Ces carcans qui m’étouffaient auparavant (et dont je voulais m’extraire à tout prix) exprimaient cependant une normalité, un cadre dont je me surprends à être nostalgique.
Ici, il faut tout recréer. Il faut inventer nos propres normes. Choisir et affronter la vraie liberté. Celle dont on rêve mais qui terrasse, parfois.
Yachassit, ou la sincérité à la sauce Israélienne d’avouer que le subjectif est le Maître tandis que le Vrai n’existe pas.
Yachassit, tel un rehausseur de goût, dont je ne peux plus me passer et qui relève tous les plats, mêmes les plus fades. Que je saupoudre sans mesure et qui pose un filtre différent sur la vie qui passe.
Aussitôt arrivés, nous nous créons de nouveaux outils. Bien à nous. Que nous sommes les seuls à comprendre. Notre yachassit devient l’outil de mesure entre l’avant et le présent. Entre moi et les autres. Entre ici et là bas.
Yachassit, je suis plus avec mes enfants, mon mari. Yachassit, le travail occupe une place différente dans ma vie. Yachassit, les amitiés sont de nature différente. Yachassit, je me sens beaucoup plus à l’écoute des autres et prête à aider.
Et surtout, se le répéter en permanence : yachassit, tout va bien. Une petite pincée de yachassit et ça repart. Comme une petite musique de fond que l’on se répète en boucle par peur de perdre de vue l’essentiel.
Comme si chacun de nous avait gardé en mémoire, dans un inconscient collectif si bien partagé, ce qu’est mordre la poussière. Quand c’est vraiment dur. Quand les sirènes hurlent. Quand on a la gorge nouée face à nos petits qui nous regardent avec des yeux pleins de questions.

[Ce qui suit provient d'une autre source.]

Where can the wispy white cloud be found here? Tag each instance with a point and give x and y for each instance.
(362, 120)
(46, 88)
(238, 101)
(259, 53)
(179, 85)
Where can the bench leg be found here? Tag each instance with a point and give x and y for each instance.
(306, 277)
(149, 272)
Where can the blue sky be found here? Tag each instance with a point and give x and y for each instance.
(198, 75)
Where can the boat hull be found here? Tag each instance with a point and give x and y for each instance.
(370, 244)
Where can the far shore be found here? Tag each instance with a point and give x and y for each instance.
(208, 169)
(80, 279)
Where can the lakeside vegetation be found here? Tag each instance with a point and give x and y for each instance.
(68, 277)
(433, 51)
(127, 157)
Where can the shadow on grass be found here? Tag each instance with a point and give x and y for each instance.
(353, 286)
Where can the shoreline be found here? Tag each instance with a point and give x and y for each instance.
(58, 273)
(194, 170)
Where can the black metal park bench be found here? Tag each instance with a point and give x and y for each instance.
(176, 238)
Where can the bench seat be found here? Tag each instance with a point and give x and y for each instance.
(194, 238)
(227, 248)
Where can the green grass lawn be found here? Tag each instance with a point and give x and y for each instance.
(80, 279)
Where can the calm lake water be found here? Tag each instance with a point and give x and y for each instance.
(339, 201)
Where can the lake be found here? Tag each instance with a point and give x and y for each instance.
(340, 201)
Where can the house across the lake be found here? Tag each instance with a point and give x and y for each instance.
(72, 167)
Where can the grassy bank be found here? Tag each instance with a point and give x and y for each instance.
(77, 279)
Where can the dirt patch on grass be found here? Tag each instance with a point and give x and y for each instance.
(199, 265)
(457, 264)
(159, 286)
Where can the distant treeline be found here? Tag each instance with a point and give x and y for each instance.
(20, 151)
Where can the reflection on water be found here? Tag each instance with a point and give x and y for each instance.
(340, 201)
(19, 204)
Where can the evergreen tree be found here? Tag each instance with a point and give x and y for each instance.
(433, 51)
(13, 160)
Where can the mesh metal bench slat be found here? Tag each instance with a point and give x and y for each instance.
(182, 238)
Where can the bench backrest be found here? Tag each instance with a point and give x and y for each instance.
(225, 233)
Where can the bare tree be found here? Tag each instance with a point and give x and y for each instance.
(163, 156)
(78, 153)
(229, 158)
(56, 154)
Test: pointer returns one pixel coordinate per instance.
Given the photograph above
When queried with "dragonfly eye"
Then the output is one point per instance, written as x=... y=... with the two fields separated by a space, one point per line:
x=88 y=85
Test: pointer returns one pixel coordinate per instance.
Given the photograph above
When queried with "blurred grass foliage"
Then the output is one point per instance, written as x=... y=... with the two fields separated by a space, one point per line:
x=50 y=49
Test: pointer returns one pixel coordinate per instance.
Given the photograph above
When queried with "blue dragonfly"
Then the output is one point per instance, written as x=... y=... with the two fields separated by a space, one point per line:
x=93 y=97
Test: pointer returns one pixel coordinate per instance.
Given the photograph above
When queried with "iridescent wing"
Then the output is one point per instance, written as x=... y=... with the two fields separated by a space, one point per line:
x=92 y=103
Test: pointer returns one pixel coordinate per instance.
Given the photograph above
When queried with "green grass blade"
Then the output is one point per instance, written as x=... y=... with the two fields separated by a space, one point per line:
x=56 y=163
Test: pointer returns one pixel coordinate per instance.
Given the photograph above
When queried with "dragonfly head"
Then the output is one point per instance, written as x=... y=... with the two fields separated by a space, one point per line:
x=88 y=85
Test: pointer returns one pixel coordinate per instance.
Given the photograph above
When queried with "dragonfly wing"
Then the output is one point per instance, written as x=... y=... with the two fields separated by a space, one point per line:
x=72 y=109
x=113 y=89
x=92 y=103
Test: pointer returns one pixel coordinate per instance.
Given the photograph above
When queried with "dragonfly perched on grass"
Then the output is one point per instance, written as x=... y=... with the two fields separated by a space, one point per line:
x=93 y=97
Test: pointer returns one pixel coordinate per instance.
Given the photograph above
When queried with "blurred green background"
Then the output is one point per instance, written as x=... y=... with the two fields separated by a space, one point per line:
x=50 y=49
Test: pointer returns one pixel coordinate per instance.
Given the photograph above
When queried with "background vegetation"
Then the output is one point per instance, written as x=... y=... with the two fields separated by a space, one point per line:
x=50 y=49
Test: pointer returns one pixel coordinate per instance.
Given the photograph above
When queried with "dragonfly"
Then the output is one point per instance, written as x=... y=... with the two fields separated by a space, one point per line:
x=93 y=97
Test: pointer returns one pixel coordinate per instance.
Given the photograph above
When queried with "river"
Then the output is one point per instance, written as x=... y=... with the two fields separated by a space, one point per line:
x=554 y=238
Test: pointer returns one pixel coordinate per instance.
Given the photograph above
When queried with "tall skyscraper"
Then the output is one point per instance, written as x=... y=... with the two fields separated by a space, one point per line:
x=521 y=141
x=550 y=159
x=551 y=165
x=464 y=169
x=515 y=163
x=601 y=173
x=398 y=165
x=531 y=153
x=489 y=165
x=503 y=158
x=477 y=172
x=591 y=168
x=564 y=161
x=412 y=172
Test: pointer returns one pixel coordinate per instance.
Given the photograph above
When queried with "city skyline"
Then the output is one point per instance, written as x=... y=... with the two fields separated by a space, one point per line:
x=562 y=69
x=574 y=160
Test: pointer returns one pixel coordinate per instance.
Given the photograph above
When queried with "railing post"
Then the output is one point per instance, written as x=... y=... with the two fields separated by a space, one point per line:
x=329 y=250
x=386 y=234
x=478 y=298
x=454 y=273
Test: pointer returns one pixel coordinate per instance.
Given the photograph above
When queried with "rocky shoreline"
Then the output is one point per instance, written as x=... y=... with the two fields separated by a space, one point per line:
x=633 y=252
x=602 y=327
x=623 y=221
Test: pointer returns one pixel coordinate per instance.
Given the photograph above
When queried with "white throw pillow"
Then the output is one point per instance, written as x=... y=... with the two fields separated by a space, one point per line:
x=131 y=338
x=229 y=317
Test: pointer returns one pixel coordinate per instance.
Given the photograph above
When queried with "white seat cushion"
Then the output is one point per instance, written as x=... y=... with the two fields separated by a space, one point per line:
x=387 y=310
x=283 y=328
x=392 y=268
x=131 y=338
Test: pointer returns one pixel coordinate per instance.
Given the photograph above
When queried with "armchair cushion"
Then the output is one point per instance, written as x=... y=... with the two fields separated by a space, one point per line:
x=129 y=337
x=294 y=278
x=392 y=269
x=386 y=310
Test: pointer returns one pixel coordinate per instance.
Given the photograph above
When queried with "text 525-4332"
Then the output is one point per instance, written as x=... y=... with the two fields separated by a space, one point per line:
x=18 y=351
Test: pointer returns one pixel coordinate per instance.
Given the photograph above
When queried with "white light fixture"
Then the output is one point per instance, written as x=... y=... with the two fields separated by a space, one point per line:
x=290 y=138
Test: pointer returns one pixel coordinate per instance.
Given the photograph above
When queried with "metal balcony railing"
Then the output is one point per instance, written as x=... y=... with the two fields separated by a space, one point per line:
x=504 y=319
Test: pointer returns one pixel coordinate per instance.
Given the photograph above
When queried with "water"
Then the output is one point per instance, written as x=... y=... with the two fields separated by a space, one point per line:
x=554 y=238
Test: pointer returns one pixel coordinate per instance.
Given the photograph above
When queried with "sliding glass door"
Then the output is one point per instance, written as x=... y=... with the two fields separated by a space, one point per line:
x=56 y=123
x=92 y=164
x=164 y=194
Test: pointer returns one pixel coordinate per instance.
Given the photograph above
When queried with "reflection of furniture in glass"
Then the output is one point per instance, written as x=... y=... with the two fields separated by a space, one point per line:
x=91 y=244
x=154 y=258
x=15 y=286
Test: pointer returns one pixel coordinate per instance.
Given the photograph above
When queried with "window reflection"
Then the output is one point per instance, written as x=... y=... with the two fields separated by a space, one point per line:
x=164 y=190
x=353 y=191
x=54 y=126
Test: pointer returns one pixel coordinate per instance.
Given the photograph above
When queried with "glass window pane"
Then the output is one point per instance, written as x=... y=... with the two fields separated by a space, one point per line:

Yachassit, on a connu pire. Quand les couteaux pleuvent… yachassit. Revivre chaque année sa sortie d’Egypte et se voir conclure le repas par des yachassit à n’en plus finir.
Elle est peut être là la vraie différence entre les parents et les enfants. Dans le yachassit. Dans notre capacité à relativiser, à courber le dos le temps que les vagues passent, à la différence de nos enfants pour qui la vague semble éternelle.

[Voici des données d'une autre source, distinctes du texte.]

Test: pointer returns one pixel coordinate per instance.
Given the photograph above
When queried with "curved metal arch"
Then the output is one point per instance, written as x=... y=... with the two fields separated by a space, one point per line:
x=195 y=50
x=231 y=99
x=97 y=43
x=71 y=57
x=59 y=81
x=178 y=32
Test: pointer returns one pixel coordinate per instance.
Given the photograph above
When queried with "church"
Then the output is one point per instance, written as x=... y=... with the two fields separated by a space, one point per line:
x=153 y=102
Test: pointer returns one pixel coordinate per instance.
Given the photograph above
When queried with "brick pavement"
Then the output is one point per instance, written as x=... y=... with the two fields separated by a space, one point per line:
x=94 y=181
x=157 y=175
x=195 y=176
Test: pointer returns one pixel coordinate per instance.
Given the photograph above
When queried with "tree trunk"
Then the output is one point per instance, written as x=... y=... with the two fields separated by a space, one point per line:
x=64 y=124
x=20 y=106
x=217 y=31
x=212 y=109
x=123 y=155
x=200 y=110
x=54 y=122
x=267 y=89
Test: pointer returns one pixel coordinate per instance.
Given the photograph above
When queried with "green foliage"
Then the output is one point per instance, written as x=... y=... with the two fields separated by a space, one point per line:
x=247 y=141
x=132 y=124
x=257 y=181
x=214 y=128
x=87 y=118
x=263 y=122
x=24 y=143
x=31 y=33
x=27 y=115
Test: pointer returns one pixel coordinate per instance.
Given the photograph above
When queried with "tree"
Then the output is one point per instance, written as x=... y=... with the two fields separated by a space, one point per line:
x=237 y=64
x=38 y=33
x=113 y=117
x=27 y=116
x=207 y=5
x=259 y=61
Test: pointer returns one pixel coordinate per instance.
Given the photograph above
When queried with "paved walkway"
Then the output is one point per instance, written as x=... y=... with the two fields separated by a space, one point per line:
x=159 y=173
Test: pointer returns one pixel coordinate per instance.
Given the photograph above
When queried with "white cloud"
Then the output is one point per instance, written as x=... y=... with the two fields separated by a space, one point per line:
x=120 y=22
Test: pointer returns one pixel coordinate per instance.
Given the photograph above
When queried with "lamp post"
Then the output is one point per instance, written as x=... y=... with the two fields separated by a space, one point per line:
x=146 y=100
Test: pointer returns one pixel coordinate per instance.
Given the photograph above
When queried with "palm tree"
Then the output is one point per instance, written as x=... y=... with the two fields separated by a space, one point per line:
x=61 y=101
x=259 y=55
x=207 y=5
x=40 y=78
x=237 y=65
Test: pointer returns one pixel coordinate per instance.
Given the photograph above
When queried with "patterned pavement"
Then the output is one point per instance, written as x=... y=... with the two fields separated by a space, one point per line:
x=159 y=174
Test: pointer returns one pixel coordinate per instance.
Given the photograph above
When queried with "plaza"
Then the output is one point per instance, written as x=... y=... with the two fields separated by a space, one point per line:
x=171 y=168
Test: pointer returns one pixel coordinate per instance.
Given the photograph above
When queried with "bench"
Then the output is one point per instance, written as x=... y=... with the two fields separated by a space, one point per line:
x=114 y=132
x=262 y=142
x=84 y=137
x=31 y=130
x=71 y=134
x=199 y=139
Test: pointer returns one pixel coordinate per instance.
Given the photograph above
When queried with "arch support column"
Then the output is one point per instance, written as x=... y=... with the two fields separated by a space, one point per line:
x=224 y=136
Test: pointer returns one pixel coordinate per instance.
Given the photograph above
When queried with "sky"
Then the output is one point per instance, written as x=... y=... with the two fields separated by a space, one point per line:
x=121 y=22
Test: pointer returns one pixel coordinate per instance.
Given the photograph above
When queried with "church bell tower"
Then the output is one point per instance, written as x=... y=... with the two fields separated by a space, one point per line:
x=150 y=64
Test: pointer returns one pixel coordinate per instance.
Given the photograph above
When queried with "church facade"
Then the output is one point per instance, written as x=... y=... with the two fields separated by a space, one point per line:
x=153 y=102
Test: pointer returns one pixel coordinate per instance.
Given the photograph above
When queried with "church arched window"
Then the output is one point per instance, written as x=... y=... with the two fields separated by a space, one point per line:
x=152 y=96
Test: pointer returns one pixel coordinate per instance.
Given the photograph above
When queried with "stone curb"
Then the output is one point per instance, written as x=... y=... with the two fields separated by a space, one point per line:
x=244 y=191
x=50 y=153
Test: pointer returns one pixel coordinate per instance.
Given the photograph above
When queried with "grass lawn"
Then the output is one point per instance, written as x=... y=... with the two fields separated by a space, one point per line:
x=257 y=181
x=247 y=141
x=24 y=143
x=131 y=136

Et elle est peut être aussi là, la différence entre les sabarim et les autres. Dans les yachassit.
Je vois bien, quand le ciel s’assombrit, que les Israéliens ne voient que les rayons de lumière qui parviennent quand même à percer.
Je vois bien que ma perception n’est pas toujours en lien avec la leur. Que je suis décalée. Que mon yachassit ne marche pas à pleins tubes. Qu’il est parfois en panne. Qu’il va me falloir accorder mon yachassit au leur. Tout au long de ma vie.

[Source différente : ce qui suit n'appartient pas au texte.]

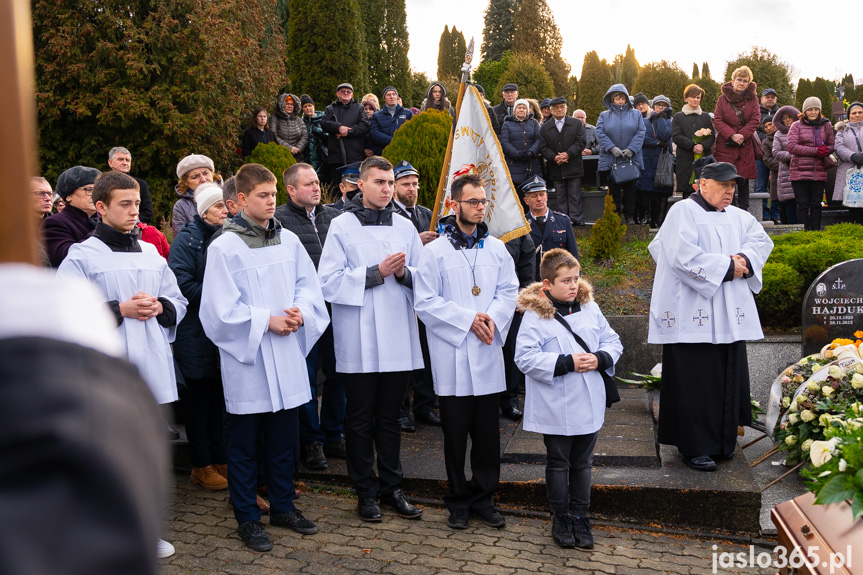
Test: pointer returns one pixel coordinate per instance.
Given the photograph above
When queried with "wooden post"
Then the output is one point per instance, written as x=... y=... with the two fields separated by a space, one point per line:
x=17 y=133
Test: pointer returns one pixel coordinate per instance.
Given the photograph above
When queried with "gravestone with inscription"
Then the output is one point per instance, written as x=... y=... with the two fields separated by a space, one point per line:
x=833 y=306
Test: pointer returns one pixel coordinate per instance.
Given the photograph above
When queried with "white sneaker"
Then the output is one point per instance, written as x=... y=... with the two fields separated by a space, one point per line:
x=164 y=549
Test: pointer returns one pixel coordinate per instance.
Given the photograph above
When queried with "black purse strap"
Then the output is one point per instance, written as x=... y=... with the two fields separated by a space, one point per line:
x=578 y=340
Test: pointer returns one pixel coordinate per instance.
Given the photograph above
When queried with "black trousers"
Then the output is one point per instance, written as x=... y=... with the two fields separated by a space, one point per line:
x=567 y=472
x=514 y=377
x=280 y=431
x=205 y=421
x=474 y=417
x=422 y=381
x=372 y=425
x=808 y=194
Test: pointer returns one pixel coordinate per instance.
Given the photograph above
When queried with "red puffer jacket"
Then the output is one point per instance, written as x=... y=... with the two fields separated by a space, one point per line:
x=803 y=141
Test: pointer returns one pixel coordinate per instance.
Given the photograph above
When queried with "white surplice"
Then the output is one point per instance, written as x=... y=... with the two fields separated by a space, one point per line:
x=690 y=302
x=462 y=365
x=262 y=372
x=119 y=276
x=375 y=329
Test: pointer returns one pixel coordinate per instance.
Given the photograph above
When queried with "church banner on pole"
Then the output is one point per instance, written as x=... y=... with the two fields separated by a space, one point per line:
x=474 y=148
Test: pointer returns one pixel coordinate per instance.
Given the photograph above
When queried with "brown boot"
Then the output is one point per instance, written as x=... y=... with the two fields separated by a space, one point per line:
x=221 y=469
x=208 y=478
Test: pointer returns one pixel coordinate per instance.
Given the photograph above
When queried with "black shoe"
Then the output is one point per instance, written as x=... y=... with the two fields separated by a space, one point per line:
x=581 y=532
x=408 y=425
x=173 y=434
x=490 y=517
x=336 y=449
x=294 y=520
x=398 y=503
x=457 y=519
x=315 y=456
x=699 y=462
x=368 y=510
x=561 y=531
x=253 y=535
x=428 y=417
x=512 y=413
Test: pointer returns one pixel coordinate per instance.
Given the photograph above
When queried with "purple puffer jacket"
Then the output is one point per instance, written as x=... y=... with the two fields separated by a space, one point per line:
x=846 y=144
x=803 y=142
x=781 y=153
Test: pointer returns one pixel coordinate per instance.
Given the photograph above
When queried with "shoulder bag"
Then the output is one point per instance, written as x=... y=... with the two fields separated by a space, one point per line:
x=612 y=396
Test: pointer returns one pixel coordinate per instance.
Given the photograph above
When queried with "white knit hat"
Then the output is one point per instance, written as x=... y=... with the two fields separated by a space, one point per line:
x=206 y=195
x=811 y=102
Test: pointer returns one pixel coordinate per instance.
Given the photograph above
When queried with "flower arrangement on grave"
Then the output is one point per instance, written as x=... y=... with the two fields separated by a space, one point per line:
x=834 y=384
x=836 y=471
x=698 y=137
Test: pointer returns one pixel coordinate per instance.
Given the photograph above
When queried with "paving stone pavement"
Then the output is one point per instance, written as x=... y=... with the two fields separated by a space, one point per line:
x=204 y=532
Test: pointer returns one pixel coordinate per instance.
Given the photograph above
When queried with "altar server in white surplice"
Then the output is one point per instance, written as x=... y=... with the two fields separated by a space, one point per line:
x=709 y=257
x=365 y=272
x=137 y=283
x=465 y=291
x=261 y=304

Je sens bien que leurs points de références sont différents des miens, que je vais devoir me les construire, leur donner vie, comme un système flambant neuf, et qui mettra quelques temps avant de se roder.
Je vois bien également que tous ces allers et retours avec la France empêchent ce nouveau système de s’installer durablement. Qu’il est mis à mal par le yachassit Français qui ne parle pas le même langage que le yachassit Israélien. Que ca va être de plus en plus dur de passer d’un système de valeurs à un autre et de faire semblant que tout est harmonieux.
Le yachassit Français me murmurait « c’était mieux avant ». Ici, le yachassit Israélien est formel : c’est mieux maintenant. C’est toujours mieux maintenant. C’est même mieux tout de suite, à cette minute précise où je vous parle. Un jour sans drame est une victoire, yachassit.
Moi et ma mémoire pour seule unité de mesure. Mon passé, mes ressources, mes espoirs, mes projections intimes pour définir le goût de la vie et fixer la barre du yachassit.
Yachassit comme hymne à la bienveillance envers soi-même. Ne pas se malmener. Porter un regard tendre et indulgent sur les autres et soi même. Se donner du temps. S’accepter.
L’alya change un homme et le met à l’épreuve chaque jour davantage.
Le chemin est pentu, difficile, abrupt parfois. Mais yachassit, cela va de mieux en mieux.